Summary and Implications
The performance improvements in Sonnet 3.5 have several real-world implications:
Enhanced Differentiation: The model’s ability to better distinguish between technical and non-technical personas suggests improved performance in tasks requiring nuanced understanding of user backgrounds and needs.
Responsiveness to System Prompts: Sonnet 3.5 shows greater sensitivity to system prompts, potentially allowing for more fine-tuned control over its behavior.
Cost-Performance Trade-off: Although Sonnet 3.5 offers improved performance, its increased token usage might lead to higher costs compared to the earlier version. However, for tasks requiring higher accuracy and nuance, this trade-off will be worthwhile.
Bridging the Gap: Sonnet 3.5 closes the gap to Opus 3, offering much improved performance for the same price as the legacy model. .

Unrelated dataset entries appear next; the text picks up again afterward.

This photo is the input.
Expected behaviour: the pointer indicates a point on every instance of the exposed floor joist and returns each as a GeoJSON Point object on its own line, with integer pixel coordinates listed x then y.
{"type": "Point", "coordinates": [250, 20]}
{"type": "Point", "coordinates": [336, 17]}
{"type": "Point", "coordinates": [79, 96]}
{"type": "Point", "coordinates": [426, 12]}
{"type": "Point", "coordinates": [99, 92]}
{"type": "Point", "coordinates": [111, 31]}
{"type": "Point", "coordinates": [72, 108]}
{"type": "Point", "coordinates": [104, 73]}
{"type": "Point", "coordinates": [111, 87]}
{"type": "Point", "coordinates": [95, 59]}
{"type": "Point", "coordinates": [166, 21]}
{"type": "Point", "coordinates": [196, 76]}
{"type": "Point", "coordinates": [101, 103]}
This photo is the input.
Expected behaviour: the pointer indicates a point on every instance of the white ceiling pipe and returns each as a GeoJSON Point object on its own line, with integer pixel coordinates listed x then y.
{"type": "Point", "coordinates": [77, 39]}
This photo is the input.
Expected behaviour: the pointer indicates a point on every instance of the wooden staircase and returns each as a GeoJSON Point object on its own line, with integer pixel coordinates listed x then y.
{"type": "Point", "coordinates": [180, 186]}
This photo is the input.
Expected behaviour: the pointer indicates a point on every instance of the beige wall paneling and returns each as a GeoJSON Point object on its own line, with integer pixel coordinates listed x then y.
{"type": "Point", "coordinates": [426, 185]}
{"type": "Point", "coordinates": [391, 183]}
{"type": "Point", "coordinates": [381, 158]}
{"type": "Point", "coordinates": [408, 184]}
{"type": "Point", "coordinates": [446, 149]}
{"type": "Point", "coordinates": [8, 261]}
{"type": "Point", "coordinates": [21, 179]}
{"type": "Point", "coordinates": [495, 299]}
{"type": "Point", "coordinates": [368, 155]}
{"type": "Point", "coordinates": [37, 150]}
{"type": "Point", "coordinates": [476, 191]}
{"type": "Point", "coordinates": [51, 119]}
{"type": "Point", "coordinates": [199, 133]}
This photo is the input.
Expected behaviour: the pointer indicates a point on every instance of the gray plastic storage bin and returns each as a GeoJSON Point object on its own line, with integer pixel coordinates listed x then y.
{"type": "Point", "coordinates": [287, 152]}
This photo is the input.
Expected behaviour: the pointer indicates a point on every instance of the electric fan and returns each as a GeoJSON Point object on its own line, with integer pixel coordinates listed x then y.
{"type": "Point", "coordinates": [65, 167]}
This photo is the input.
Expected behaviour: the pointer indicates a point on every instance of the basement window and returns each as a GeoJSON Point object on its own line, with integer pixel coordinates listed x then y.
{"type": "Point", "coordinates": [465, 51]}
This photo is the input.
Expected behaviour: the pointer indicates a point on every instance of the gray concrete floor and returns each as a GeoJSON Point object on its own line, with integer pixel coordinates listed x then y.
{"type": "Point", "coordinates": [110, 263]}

Potential for Complex Tasks: The improved performance in this casual prompting scenario suggests that Sonnet 3.5 may excel in more complex tasks such as context-sensitive customer support and orchestrating multi-step workflows, as claimed in its release notes.
Conclusion
Sonnet 3.5 demonstrates clear improvements over its predecessor in our casual prompting benchmark. It shows better differentiation between personas and increased responsiveness to system prompts, bringing its performance closer to that of Claude 3 Opus.
However, these improvements come with increased token usage, which may affect cost considerations in real-world applications. The choice between 3.5 and its counterparts will depend on the specific requirements of each use case, balancing the need for nuanced understanding against budget constraints.